O verão de 2014 ficará para sempre marcado na memória de Júlio César… por motivos contrastantes. A 8 de julho, com o guarda-redes na baliza, o Brasil era copiosamente goleado pela Alemanha na final do Mundial. 1-7 foi o resultado do jogo disputado em Belo Horizonte. Desfecho pesado que o levou a ponderar o adeus aos relvados. Porém, a 19 de agosto, o experiente guardião era oficializado como reforço do Benfica.

«Depois da derrota no Mundial-2014 contra a Alemanha passei por um momento difícil a nível emocional.

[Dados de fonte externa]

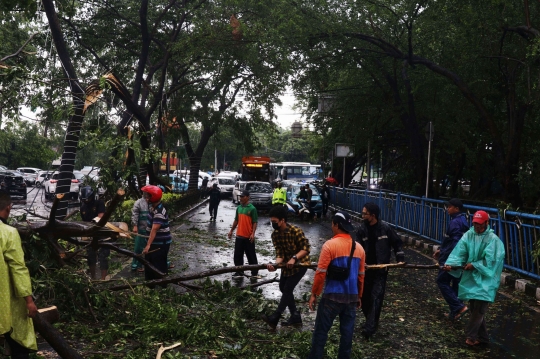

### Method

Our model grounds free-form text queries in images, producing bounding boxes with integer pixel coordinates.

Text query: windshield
[246,183,272,193]
[218,178,236,186]
[292,185,319,196]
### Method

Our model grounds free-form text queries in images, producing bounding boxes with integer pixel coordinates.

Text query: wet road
[152,200,540,359]
[11,187,79,220]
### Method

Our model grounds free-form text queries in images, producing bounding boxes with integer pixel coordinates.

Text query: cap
[444,198,463,210]
[332,211,354,233]
[473,211,489,224]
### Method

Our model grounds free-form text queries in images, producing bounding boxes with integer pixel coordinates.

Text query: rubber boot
[281,311,302,327]
[261,312,281,329]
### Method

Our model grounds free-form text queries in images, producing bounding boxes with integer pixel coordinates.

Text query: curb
[398,233,540,300]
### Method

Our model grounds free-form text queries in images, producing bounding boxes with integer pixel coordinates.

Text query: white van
[172,170,210,188]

Ponderei retirar-me e cheguei a dizer a um amigo que só continuaria a jogar se fosse para ser no Benfica, pois o ‘namoro’ com o Benfica já era antigo. O presidente Luís Filipe Vieira disse para eu apanhar um avião para negociarmos e demorámos menos de uma hora a chegar a um acordo. E só lhe posso agradecer, porque jogar no Benfica foi incrível», realçou Júlio César, 40 anos, em entrevista à Eleven Sports.

«É um clube com umas infraestruturas ao nível do melhor que há na Europa. O Estádio da Luz é a coisa mais linda que há e as condições no Seixal são fantásticas. No Benfica, um jogador só tem de se preocupar em jogar futebol. Só tenho de agradecer ao presidente e aos maravilhosos adeptos tudo o que vivi num clube em que ganhei oito títulos», salientou.

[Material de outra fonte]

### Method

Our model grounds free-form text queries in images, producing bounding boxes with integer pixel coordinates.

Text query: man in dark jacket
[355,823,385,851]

A primeira época de Júlio César de águia ao peito coincidiu com o último ano de Jorge Jesus no Benfica.

«Eu não conhecia pessoalmente Jorge Jesus antes de trabalhar com ele, ainda que o David Luiz me dissesse que ele era um fenómeno, o melhor treinador com quem tinha trabalhado. E, quando trabalhei com Jesus, descobri um treinador exigente, apaixonado, muito bom taticamente. Com ele fiz a minha melhor época em Portugal», referiu o brasileiro, enaltecendo o trabalho do treinador português no Flamengo:

– E agora estou muito contente por ele estar no clube do qual eu sou adepto. A chegada dele ao Flamengo revolucionou o futebol brasileiro e contribuiu para aproximar, ainda mais, Portugal e o Brasil.